All-Reduce: Summation of partial results across GPUs.
Next-block Input RMSNorm + Residual addition.

Insight: MoE routing algorithms are incredibly brittle right at the top-$k$ cutoff boundary. If inference calculates a gate score of 0.51 for Expert 1 and 0.49 for Expert 2, but the unfused training path calculated 0.49 for Expert 1 and 0.51 for Expert 2, the chosen expert flips. Once the executed expert path differs, numerical drift explodes exponentially instead of growing linearly.

3. Quantitative Measurement: The $k3$ Metric

To rigorously quantify this drift, inference engines are evaluated against reference code (with all fusions disabled) over 25 prompts of 200 generated tokens using $k3$, a stabilized, non-negative variant of KL divergence.

Noise Floor Baseline: $0.000070$
With MLP Fusion enabled: $0.000193$ (a 2.7x increase)
Pass Threshold: $< 0.001$

This shows that single fusions inherently drift results away from the noise floor, but the compound effect must remain below the strict threshold for the logprobs to be viable for RLHF.

4. Case Study: Qwen3.5-MoE Aggregation Precision Mismatch

During the bring-up of Qwen3.5-MoE with DeepEP parallelism, researchers discovered a dramatic split: text-token $k3$ remained at $0.005$, but image-token $k3$ spiked to $0.296$.

By running per-layer reduced tests, researchers observed that the initial 40 layers appeared “clean,” but tiny deltas eventually compounded through the dense bidirectional attention mechanism. Swapping out just the MoE blocks for the Hugging Face reference collapsed both text and image $k3$ down to $0.000$.

The bug was purely isolated to the casting and accumulation order in MoE aggregation:

Hugging Face Reference Path: Multiplies routing score in fp32, casts each individual expert contribution down to bf16, and accumulates the sum via index_add_ in bf16 ($k3 = 0.000$).
Fireworks Standard Path (BMM): Multiplies routing score in fp32, performs a batched weighted sum accumulation in fp32, and casts to bf16 only once at the very end ($k3 \approx 0.3$).
DeepEP Combine Kernel: Drops score precision to bf16 before multiplying, then multiplies and sums in bf16 ($k3 \ge 0.3$).

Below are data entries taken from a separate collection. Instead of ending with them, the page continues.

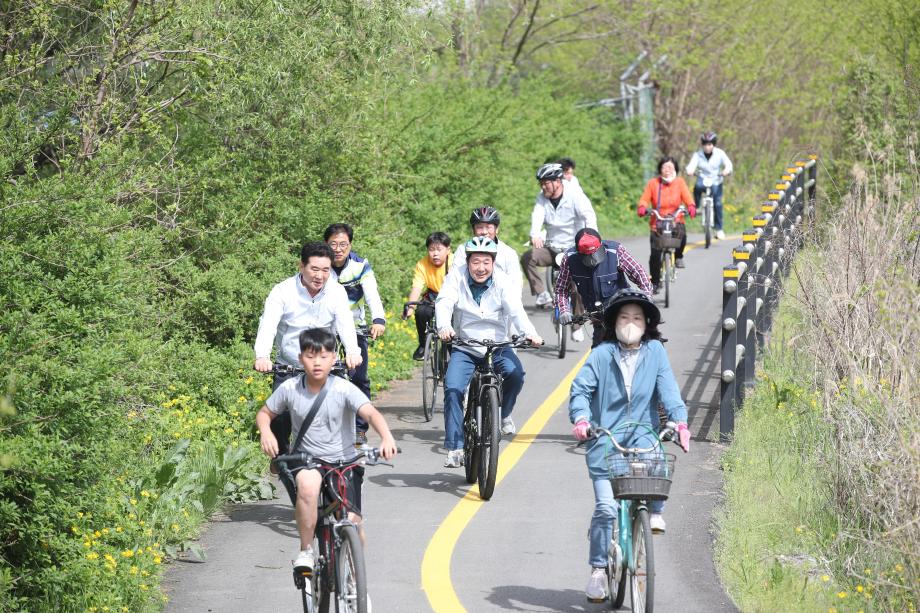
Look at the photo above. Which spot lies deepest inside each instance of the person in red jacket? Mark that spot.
(665, 193)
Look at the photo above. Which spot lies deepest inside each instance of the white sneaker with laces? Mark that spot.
(454, 459)
(597, 586)
(304, 560)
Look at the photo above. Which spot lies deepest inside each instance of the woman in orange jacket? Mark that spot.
(665, 193)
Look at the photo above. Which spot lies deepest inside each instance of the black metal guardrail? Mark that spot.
(751, 284)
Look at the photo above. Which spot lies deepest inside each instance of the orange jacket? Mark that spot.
(673, 194)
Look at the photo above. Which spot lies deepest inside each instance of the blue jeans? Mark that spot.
(603, 519)
(457, 379)
(699, 190)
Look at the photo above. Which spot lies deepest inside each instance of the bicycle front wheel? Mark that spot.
(429, 376)
(350, 574)
(642, 570)
(490, 437)
(471, 437)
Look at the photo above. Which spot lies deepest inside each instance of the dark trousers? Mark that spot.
(654, 260)
(359, 377)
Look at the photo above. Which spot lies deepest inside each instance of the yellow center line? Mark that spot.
(436, 563)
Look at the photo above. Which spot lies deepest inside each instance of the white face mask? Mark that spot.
(630, 334)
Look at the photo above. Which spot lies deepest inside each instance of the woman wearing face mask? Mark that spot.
(665, 193)
(624, 379)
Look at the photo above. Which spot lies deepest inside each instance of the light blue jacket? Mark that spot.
(599, 395)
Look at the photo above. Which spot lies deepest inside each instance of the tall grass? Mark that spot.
(823, 478)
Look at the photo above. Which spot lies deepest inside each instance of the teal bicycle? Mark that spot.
(638, 475)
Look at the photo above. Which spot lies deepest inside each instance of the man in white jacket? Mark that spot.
(306, 300)
(476, 302)
(563, 212)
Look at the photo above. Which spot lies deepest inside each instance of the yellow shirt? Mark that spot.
(429, 276)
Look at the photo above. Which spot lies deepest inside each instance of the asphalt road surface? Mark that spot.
(434, 546)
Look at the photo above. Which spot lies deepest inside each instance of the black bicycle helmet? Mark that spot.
(627, 296)
(485, 214)
(549, 172)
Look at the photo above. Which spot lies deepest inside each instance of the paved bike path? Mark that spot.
(526, 549)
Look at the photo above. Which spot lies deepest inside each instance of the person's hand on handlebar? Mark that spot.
(683, 434)
(582, 430)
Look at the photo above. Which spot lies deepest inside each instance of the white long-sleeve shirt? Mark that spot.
(711, 168)
(290, 309)
(562, 222)
(457, 310)
(507, 260)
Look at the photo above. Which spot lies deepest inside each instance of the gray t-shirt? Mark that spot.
(331, 436)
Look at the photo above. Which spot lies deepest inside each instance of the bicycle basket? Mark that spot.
(668, 234)
(641, 478)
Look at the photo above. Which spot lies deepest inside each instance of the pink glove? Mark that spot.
(580, 431)
(683, 434)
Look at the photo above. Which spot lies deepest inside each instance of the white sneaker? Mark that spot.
(454, 459)
(304, 561)
(597, 586)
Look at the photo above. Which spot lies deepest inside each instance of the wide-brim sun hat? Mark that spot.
(631, 296)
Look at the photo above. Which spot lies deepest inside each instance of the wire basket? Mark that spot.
(668, 234)
(641, 478)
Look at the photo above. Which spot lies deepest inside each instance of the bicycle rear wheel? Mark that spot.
(471, 437)
(667, 279)
(642, 570)
(490, 437)
(350, 573)
(429, 376)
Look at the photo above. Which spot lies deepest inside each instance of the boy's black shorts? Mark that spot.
(353, 482)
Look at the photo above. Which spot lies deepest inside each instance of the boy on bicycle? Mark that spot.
(330, 434)
(429, 275)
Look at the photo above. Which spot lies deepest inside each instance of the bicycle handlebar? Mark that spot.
(366, 457)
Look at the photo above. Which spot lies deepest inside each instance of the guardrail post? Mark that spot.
(730, 276)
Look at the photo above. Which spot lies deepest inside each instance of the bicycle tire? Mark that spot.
(350, 573)
(560, 336)
(490, 437)
(470, 438)
(320, 583)
(616, 585)
(667, 279)
(642, 573)
(429, 377)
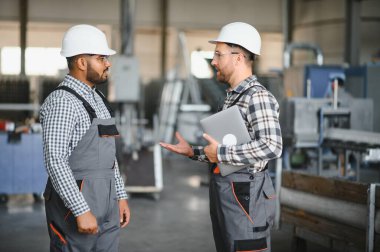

Insight: Because the HF reference inherently rounds each expert output prior to summation, utilizing a theoretically superior, higher-precision accumulation order (Fireworks Standard fp32 sum) actively caused the model to break parity.

Key Lessons

“Same math” ≠ “Same bits.” Mathematical parity does not equal numerical parity. Every divergence cited resulted from perfectly valid mathematically equivalent configurations that slightly altered floating-point accumulation orders.
Compound effects dominate. A single cuBLAS tiling heuristic or a changed warp-shuffle reduction tree won’t break parity. It is the cumulative effect of 61 layers of NCCL/Lamport topology differences plus 58 layers of MoE finalized fusions acting in concert that causes failure.
Provide Granular Engine Controls. RLHF researchers require high-fidelity training reference mappings, while endpoint users prioritize low latency. Serving engines must expose per-fusion toggles rather than offering a generalized “disable optimizations” flag to support these vastly different workloads.